We then studied whether the genes overlapping upregulated FL L1s (z > 3 for L1s) and associated with a negative z score (without a specific cutoff on the z for the genes) were associated with neural markers, genes found mutated in ASD and genes highly expressed in the adult brain (see ‘Methods’ section). We call these genes negatively correlated genes. There are about 10 negatively correlated genes in each of the three samples (SRR292614, SRR292620 and SRR292621) accounting for a total of 15 unique genes (Additional file 4: Fig. S3). For each sample, negatively correlated genes resulted enriched for neural markers from single cell studies [65] and for SFARI genes. These enrichments, however, appeared to be a general feature of genes overlapping full-length L1s, the subset of L1s analyzed in this study (z score > 25). These genes were not significantly enriched for those highly expressed in the adult brain [64] (Additional file 6: Tables S19–S22). However, five (one-third of the total) negatively correlated genes that are present also in the SFARI database showed the same behavior in all three samples (CADM2, CSMD1, DLG2, DLGAP1, GPHN) (Additional file 4: Fig. S3). The main function of these genes lies in synapse organization and function (Table 2). Examples of mappings for upregulated L1s are provided in Additional file 4: Figs. S4–S6. Figure 4E shows an example of an L1 upregulated in all 3 samples, found within a SFARI gene (DLGAP1) and associated with a negative z score. These results suggest that a subset of genes expressed in adult brain might be negatively influenced by the expression of the overlapping intronic FL L1s.

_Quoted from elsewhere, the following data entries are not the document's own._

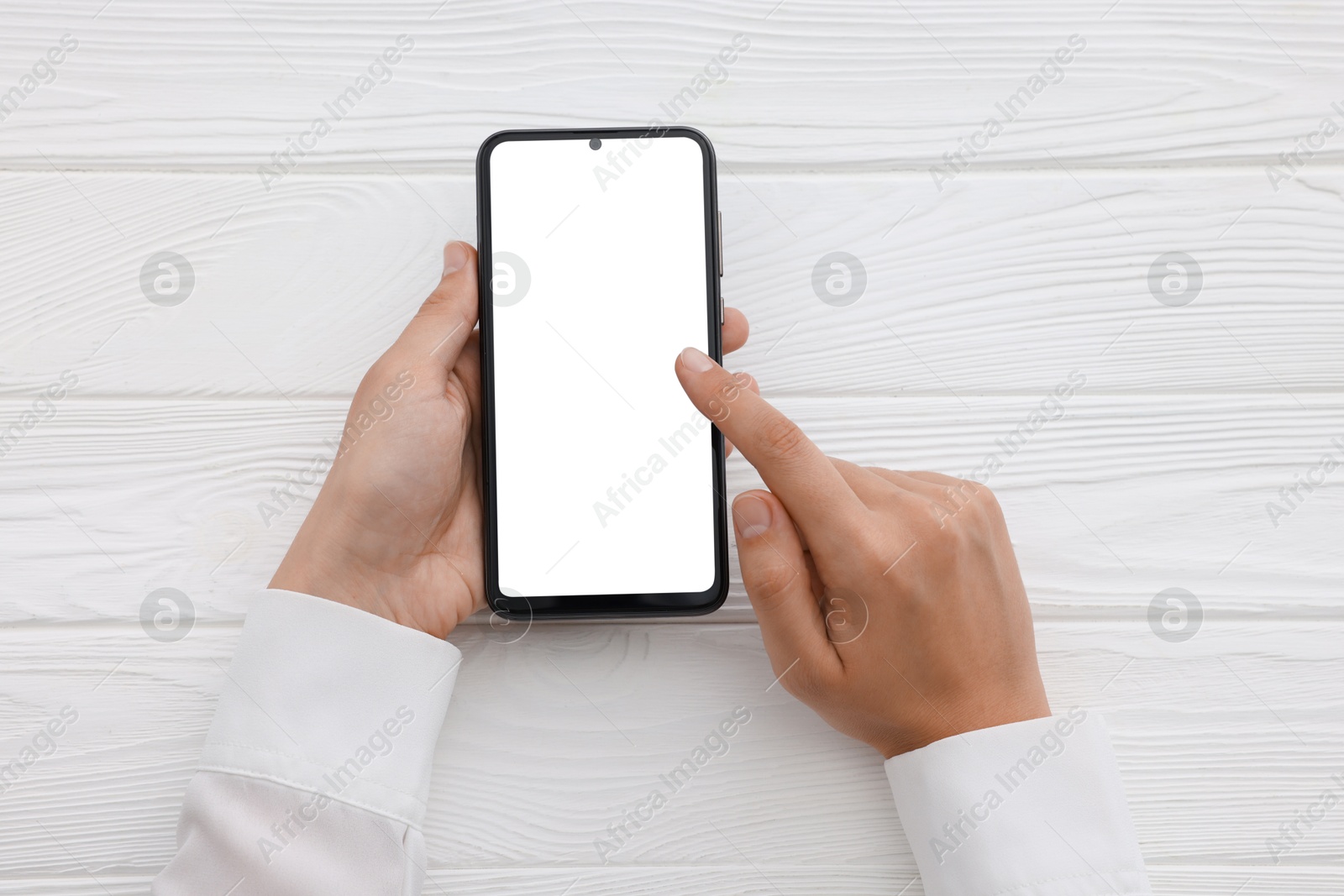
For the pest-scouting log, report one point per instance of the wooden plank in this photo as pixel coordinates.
(1220, 741)
(843, 880)
(766, 878)
(1005, 285)
(1108, 506)
(823, 83)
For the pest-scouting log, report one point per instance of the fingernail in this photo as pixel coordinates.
(752, 516)
(696, 360)
(454, 258)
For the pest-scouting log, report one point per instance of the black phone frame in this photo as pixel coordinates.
(605, 605)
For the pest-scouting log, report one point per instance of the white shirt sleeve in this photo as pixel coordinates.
(1027, 809)
(315, 777)
(316, 768)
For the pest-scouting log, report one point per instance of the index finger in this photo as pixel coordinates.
(795, 469)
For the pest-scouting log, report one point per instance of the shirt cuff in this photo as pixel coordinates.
(1032, 808)
(335, 701)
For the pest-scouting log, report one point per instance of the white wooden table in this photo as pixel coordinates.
(1030, 265)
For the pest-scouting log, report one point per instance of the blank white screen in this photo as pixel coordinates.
(604, 468)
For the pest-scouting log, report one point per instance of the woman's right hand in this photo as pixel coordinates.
(890, 602)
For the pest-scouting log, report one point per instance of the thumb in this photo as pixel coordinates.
(780, 586)
(447, 318)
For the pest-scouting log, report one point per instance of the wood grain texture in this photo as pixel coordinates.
(1220, 739)
(981, 297)
(1109, 504)
(1005, 285)
(764, 879)
(824, 83)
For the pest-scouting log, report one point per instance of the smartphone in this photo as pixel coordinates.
(600, 261)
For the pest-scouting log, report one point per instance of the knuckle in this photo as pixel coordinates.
(781, 438)
(806, 681)
(770, 586)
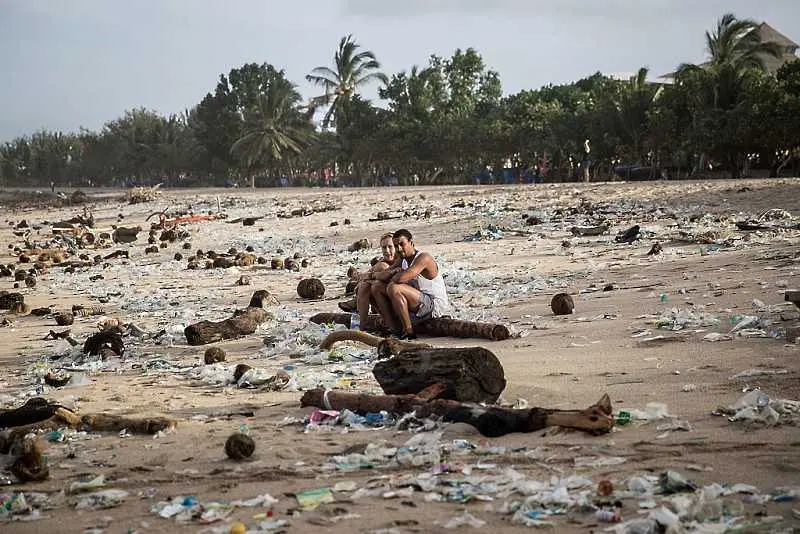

Table 2 Description of the 5 genes associated with a negative z score and overlapping an upregulated L1 element in all the three samples characterized by pervasive L1 upregulation

We then calculated the correlation between the transcription level of each expressed FL L1 element with the transcription level of the respective host gene in each dataset (Additional file 5: Tables S15–S18). Interestingly, the percentages of FL L1s whose expression is in negative correlation with the expression of the host gene in Velmeshev data were 50% and 60% for ACC and PFC, respectively, while in the Deneault dataset these percentages were much lower with 3.4% and 0% for iPSC and differentiated neurons, respectively. These results raise the interesting question whether cultured cells are a good system to finely study the expression and the activity of transposable elements.

To validate the observed expression patterns in an independent dataset, we exploited data from a recent study [70], where the authors calculated the coefficient of correlation between the expression of intronic and intergenic L1s and the expression of the overlapping genes in 49 human tissues. The authors stratified L1s into elements expressed in all tissues and in those with a particularly high expression (> 1.5-fold higher) in one tissue compared to all others. Initially, to ease data representation, we grouped the 49 tissues into 11 classes. Our analysis showed that the average coefficient of correlation between intronic tissue-specific L1s and their overlapping genes was substantially lower for brain-derived tissues compared to all other tissues (Fig. 4F). This adds support to the existence of an inverse correlation between intronic L1 and the host genes expression in neurons for a subset of genes. When values for the ungrouped tissues were plotted, results showed differences among areas of the brain. The lower values, suggestive of a stronger negative expression correlation between a subset of L1/gene pairs, were derived from putamen basal ganglia, ACC and cerebellar hemispheres (Fig. 4G). These results support both the idea of regional differences in the brain as well as the existence of a possible relationship specific to the ACC.

Taken together, our results suggest that L1 upregulation might, in some instances, be associated with the downregulation of their host genes. This could happen more frequently in genes important for ASD, with a mechanism yet to be characterized. Of note, the strong enrichments of FL L1-containing genes for neural markers and SFARI classification are interesting and will be important, in future studies, to specifically deepen our knowledge on them.